Es passierte in der zweiten, dritten und vierten Klasse Unterstufe während meiner Zeit im Gymnasium. In der Woche vor dem Schikurs lud der Klassenvorstand gemeinsam mit dem Turnprofessor zur Vorbereitung die Eltern ein – einer dieser gefürchteten Elternabende, an denen Väter und Mütter erleben konnten, wie Lehrer einst Wichtigkeiten erklärten und Disziplin einforderten. Meine Mutter hasste diese Abende. Mein Vater weigerte sich, daran teilzunehmen und jedes Mal, wenn meine Mutter nach einer solchen Belehrung nach Hause kam, hatte sie etwas mehr Verständnis für meine Abneigung gegen Schule und Lehrer. Doch mir war das alles im Grunde genommen völlig egal, denn die Schul-Schikurse erlebte ich als absolute Höhepunkte der Schuljahre. 

Über die Ausrüstung damals würden Schifahrer heute nur mehr lachen und sie vielleicht im Museum eines Schiorts bewundern, als hätte sie irgendein Sammler aus dem Mittelalter gerettet. Schwere Lederschuhe, mühsam geschnürt und geknotet, derart fest um den Fuß, dass der Schmerz schon im Schistall begann und nicht mehr aufhörte, bis man sie dort wieder ausgezogen hatte. Holzschi, etwas länger als man selbst mit eisernen Bindungen, in die man mit der Spitze des Schuhes nach vorn rückte und hinten an der Ferse ein Metallseil hochzog, dann dieses Metallseil mit einer Klappe nach vor kippte und so den Schuh praktisch auf dem Schi festnagelte. Bei jedem Sturz zeigte der Fuß seine Loyalität gegenüber dem Schi anstatt dem Schifahrer und weigerte sich, auch nur einen Millimeter nachzugeben und eher das Bein brechen, als es loszulassen. Diese Bindungen gingen einfach nie auf. 

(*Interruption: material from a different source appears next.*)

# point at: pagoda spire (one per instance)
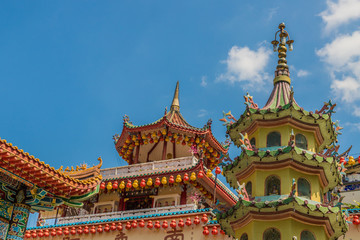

Die Bekleidung entsprach den finanziellen Verhältnissen des Elternhauses. Meist dicke, wollene Hosen, die man nur mit langen Unterhosen tragen konnte. Nicht weil sie zu wenig wärmten, sondern der Stoff kratzte auf der zarten, kindlichen Haut an den Innenseiten der Oberschenkel, sodass man, falls man auf den Schutz durch Unterhosen verzichtete, am Abend kaum mehr gehen konnte, so rot und entzündet war die Haut an diesen Stellen. Dazu eine Jacke, die eben eine Jacke war und kein Anorak und nichts Vergleichbares mit moderner Ausrüstung. Die Eltern, oft in Panik, dass ihre Kinder erfrieren würden, kauften nach Wärmeschutz und nicht nach möglicher Beweglichkeit in der Kleidung. Nicht zu vergessen die Wollhauben, die über die Ohren reichen mussten und durch die der Wind durchblies, als wären sie ein Sieb für die Trennung von Spagetti und heißem Wasser. Fäustlinge natürlich, auch die aus reiner Schafwolle, die nach dem zweiten Sturz so nass waren, dass man sie auswinden musste, bevor man sie wieder anzog. 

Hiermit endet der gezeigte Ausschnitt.